Si les foyers les plus riches élevèrent les berceaux au fil des années en les faisant élaborer par les ébénistes, les plus pauvres conservent la tradition de concevoir eux-mêmes le berceau en évidant la moitié d’un tronc ou en utilisant un demi-tonnelet garni de tissus.

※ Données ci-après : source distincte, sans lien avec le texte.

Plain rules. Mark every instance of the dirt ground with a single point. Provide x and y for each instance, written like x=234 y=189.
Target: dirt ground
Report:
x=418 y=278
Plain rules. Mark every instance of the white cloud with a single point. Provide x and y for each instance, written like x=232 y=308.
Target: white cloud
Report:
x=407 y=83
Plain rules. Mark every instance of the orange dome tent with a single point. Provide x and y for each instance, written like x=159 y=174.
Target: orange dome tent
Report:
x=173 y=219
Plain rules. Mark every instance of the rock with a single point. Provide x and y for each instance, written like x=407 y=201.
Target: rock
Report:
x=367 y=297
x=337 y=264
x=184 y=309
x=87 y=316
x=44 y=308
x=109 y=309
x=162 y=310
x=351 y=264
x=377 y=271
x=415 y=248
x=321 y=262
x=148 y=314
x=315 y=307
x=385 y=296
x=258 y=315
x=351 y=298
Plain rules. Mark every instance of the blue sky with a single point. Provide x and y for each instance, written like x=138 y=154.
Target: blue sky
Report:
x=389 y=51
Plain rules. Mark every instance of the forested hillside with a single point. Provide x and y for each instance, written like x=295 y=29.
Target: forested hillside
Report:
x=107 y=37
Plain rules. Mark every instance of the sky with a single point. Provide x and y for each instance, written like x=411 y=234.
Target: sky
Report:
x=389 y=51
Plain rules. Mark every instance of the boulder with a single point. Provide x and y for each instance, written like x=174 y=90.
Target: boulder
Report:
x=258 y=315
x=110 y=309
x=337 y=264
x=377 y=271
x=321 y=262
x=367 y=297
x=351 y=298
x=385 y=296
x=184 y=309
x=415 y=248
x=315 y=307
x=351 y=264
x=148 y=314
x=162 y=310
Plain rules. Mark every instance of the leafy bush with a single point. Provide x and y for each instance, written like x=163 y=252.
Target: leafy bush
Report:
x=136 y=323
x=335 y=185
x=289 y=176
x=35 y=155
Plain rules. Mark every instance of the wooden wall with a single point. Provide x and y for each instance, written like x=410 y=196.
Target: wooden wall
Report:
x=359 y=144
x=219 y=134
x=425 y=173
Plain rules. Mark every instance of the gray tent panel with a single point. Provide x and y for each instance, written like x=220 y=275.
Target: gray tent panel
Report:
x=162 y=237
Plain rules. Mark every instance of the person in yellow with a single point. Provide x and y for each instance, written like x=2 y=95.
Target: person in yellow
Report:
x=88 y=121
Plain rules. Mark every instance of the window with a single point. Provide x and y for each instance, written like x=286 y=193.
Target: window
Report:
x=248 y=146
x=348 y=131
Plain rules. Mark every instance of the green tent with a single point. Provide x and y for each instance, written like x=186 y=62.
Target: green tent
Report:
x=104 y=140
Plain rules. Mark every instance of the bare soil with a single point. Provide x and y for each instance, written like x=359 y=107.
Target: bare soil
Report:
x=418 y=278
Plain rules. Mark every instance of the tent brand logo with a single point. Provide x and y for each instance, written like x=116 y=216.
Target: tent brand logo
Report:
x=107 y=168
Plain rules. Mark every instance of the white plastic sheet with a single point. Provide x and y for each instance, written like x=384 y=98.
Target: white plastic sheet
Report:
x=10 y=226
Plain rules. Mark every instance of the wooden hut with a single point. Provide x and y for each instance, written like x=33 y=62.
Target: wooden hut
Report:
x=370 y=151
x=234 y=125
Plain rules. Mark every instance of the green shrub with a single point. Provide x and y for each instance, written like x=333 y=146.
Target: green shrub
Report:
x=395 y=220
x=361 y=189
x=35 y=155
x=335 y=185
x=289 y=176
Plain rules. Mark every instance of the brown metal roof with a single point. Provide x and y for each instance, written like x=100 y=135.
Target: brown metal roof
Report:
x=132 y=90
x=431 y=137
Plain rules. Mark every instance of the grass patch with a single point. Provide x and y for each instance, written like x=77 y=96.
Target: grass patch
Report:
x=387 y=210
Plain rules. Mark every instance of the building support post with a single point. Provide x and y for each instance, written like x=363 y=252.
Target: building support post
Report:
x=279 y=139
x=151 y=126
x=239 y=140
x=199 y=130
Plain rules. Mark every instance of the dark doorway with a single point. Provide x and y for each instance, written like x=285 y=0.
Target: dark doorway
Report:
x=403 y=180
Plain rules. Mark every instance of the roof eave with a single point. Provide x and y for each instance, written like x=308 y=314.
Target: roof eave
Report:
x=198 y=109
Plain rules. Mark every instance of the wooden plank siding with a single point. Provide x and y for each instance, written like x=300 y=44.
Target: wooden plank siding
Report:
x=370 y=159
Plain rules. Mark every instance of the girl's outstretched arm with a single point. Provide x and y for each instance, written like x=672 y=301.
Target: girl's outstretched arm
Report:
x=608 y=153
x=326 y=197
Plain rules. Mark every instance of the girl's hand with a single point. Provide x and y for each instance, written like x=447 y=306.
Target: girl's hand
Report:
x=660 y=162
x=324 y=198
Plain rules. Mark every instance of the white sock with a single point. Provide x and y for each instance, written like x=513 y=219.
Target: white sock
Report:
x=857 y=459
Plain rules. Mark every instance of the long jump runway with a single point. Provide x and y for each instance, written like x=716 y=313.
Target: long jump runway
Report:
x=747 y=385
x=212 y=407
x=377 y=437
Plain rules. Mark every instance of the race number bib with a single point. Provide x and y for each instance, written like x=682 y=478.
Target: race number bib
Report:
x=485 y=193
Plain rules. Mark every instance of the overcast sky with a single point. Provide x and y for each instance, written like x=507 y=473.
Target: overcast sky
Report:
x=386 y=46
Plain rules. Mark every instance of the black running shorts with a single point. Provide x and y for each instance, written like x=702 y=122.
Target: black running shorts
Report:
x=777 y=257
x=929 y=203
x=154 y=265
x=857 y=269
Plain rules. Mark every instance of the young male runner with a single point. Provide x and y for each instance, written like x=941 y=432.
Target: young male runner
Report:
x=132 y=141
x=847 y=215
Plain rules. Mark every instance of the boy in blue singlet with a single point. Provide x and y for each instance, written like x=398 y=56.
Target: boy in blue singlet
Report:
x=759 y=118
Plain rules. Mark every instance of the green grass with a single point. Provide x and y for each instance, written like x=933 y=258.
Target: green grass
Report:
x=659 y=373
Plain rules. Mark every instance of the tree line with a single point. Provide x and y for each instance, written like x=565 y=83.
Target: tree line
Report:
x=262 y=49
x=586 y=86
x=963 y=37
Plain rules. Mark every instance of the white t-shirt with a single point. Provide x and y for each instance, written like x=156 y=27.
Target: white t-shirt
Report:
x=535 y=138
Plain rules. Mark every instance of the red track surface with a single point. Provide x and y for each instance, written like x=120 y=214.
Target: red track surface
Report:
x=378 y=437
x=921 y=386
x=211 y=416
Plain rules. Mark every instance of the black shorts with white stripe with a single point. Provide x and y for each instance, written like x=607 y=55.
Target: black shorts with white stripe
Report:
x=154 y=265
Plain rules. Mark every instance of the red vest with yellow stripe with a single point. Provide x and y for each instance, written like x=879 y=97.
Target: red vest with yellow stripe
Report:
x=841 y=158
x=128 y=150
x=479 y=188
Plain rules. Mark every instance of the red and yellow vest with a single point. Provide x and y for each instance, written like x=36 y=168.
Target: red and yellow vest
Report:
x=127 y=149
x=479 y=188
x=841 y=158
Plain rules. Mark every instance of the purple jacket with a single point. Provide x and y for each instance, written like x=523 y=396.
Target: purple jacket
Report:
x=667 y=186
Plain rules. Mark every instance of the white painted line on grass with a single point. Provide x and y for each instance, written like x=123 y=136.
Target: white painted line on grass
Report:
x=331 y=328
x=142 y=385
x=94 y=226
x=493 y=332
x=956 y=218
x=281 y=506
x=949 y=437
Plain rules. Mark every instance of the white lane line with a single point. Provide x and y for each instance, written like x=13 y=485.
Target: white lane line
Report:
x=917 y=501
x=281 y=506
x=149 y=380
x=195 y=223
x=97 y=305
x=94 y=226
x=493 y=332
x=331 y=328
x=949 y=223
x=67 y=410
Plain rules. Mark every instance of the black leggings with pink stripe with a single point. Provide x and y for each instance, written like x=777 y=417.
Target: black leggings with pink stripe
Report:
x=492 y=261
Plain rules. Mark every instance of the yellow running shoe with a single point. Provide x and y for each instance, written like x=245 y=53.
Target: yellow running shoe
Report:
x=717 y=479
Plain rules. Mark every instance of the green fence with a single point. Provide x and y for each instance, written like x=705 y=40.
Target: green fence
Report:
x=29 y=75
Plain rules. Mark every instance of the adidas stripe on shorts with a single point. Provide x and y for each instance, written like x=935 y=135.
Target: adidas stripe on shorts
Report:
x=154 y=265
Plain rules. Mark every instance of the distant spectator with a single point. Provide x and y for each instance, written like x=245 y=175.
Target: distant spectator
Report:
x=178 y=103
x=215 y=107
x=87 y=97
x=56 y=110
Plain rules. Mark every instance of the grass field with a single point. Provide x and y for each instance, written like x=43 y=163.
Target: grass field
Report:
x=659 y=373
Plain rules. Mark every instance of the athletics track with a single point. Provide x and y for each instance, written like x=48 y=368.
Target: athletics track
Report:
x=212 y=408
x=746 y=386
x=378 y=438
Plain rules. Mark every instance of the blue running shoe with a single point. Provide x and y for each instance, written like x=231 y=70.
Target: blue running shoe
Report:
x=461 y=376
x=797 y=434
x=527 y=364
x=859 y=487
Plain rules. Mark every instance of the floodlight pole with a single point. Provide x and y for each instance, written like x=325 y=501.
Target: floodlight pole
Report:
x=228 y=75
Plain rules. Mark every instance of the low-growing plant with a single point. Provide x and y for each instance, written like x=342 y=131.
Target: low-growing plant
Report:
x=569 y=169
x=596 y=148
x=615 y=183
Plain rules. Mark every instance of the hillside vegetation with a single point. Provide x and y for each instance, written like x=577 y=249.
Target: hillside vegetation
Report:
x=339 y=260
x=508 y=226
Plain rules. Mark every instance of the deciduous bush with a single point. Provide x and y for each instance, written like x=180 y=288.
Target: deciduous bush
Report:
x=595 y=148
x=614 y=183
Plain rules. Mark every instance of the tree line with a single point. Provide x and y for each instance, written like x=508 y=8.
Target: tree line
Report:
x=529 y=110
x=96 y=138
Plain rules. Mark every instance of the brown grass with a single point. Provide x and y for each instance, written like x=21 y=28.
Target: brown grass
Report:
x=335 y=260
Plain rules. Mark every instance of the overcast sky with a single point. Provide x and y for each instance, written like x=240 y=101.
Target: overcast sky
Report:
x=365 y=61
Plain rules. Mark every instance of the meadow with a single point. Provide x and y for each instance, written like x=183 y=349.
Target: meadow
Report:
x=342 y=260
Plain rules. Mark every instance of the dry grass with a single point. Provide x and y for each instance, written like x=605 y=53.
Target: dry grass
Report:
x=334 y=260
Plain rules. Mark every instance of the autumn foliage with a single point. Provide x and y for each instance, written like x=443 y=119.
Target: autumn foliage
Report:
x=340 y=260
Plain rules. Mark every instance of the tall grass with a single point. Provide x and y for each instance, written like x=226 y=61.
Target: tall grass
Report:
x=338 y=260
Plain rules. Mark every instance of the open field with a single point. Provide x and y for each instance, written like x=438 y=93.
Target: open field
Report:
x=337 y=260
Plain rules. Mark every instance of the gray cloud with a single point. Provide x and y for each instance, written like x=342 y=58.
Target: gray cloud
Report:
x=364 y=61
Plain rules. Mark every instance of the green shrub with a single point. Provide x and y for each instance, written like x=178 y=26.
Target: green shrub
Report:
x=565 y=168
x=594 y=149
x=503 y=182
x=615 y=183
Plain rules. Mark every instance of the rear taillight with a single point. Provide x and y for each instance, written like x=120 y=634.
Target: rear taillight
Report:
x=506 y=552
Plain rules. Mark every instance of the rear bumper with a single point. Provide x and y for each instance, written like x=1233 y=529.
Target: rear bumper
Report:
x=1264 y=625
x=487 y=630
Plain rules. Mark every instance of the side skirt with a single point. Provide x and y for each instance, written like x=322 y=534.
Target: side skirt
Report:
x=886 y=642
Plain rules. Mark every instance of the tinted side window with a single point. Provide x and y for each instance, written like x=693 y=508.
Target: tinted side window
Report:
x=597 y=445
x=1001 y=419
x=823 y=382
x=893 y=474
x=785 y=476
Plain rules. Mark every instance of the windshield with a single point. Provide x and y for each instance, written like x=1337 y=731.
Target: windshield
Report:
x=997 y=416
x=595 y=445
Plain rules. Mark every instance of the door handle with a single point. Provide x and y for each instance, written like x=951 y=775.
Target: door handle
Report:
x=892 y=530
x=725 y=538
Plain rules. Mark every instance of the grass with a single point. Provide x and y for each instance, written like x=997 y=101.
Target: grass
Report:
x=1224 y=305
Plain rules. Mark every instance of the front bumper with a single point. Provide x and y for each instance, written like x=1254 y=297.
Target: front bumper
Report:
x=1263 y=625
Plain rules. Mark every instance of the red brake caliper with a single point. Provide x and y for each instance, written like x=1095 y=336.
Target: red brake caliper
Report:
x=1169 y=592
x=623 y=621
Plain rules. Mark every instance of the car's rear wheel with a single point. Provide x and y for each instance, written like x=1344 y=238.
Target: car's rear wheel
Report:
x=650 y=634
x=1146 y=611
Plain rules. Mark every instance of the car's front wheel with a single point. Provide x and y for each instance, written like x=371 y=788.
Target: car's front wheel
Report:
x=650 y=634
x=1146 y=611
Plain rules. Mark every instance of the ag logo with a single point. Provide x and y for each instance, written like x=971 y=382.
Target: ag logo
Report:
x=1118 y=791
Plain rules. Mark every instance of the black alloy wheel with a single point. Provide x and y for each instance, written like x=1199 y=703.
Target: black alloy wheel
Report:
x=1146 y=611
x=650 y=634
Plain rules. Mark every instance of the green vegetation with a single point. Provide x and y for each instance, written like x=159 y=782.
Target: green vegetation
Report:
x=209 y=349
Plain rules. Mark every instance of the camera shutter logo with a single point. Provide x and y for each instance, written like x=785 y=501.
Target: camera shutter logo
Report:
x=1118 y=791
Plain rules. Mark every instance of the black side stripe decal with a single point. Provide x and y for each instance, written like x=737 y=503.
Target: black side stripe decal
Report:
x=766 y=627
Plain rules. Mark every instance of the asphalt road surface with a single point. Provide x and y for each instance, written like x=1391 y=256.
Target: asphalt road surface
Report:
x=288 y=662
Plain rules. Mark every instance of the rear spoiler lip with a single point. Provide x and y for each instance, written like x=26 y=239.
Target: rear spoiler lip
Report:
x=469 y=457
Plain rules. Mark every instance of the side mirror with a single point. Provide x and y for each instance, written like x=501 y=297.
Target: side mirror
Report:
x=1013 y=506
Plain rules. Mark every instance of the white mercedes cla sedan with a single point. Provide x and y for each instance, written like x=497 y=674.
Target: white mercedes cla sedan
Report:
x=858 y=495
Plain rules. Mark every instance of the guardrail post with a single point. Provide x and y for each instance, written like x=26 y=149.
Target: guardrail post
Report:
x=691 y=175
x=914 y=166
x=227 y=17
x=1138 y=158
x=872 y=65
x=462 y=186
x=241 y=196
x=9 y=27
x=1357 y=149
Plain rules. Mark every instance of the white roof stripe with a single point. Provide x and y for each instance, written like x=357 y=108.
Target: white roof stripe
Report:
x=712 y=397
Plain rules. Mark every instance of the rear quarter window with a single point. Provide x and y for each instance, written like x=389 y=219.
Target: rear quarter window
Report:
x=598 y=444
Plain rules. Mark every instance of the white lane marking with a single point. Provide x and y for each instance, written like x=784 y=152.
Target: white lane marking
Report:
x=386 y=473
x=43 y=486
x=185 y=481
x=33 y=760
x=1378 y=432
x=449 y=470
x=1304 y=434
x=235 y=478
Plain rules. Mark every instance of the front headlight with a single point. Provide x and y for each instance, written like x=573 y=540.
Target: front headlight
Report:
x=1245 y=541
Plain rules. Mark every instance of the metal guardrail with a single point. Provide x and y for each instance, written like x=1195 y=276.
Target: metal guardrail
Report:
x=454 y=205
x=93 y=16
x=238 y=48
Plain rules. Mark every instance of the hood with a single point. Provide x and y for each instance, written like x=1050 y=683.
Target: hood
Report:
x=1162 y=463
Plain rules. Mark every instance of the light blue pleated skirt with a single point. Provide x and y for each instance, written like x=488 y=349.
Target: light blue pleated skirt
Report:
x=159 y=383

Le berceau : symbole d'une époque

Dans la foulée au XIXᵉ siècle, pour définitivement bannir la cohabitation au sein du même lit entre parents et enfants propice aux risques d’étouffement des nouveau-nés, les berceaux vont investir progressivement tous les foyers. Louis-Philippe Iᵉʳ fut le dernier Roi des Français. Son règne appelée la « Monarchie de Juillet » prit place entre 1830 et 1848, au cœur d’un XIXᵉ siècle particulièrement mouvementé. Cette période sera caractérisée par l’enrichissement rapide de la bourgeoisie manufacturière et financière, au détriment des classes ouvrières maintenues dans une extrême misère.

Les petits plaisirs et missions du quotidien trouvent aussi leur mobilier dédié : commode-toilette, coiffeuse, barbière, table tricoteuse, table de nuit ou de salon, console d’appui, guéridon, meubles à écrire, bureau plat ou de ministre, et bibliothèque font leur apparition. Les bois chauds et sombres sont à la mode.